Так ликуй и вершись в трубных звуках весеннего гимна,
я люблю тебя, жизнь, только жаль, что меня ты забыла.
Конечно, тоска по дому была, как правило, у всех, хотя некоторые и на сверхсрочную службу оставались, особенно стрелки-радисты. Однако в отличие от многих нам особо не пришлось пылить много в строю. Правда, как-то раз наглотались мы пыли и без строя, когда случилась в оренбургской степи песчаная буря. Тогда не один день скрипел песок на зубах. Дело в том, что в районе расположения нашего полевого аэродрома степь более напоминала полупустыню. Травы покрывали песчаный грунт степи далеко не всплошную, и сильный ветер, естественно, поднимал песок в воздух, а более слабый ночной ветер, случалось, наметал к утру на стоянке самолётов небольшие волнистые барханчики.
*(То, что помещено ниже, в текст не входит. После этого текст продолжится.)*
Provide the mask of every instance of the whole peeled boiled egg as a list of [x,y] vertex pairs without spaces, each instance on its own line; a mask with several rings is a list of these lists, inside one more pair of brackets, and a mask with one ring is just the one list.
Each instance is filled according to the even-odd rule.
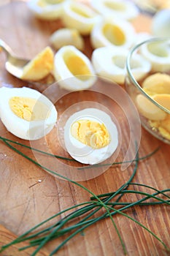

Однако бывало и более интересное. К примеру, когда мне пришлось своими глазами увидеть так называемые огни святого Эльма. И было это не на море, и не ночью, а при свете белого дня и в полёте. Однажды шли мы звеном по маршруту, обходя грозовой фронт, облачность была переменная, часто проглядывало солнце. Воздух, очевидно, был влажен и наэлектризован. К слову сказать, кабина воздушного стрелка-радиста расположена в хвостовой части самолёта (именно поэтому нас иногда иронически именовали «хвостовая интеллигенция»), и сидит он задом наперёд. Его сектор наблюдения, в основном, задняя полусфера, хотя наблюдает он за воздушной обстановкой и с боков самолёта, конечно, насколько это ему доступно из хвостовой части. Хорошо видны и крылья самолёта. И вдруг, бросив в очередной раз взгляд на крылья, замечаю, что с них как бы стекает ясно различимое даже в свете дня довольно широкое голубоватое свечение похожее на пламя. Я чуть глаза не протёр, не может быть! Что это? Может быть, мне это кажется? Разумеется, об огнях святого Эльма мне читать приходилось, я вспомнил, сопоставил обстоятельства. Да, это именно они. Представляю, насколько ярче они светились бы в ночное время! Это было бы не свечение, а настоящее пламя.
Так что я вполне могу подтвердить мнение своего почти «сослуживца» Т.Г.Шевченко о том, что многое можно повидать и на службе. Тем более что служить мне пришлось совершенно в другое время и в других, несравненно более лёгких, а главное, более интересных обстоятельствах, чем у него. И не в пехоте, как он, а можно сказать, в элите Советской Армии – Военно-Воздушных Силах Союза ССР.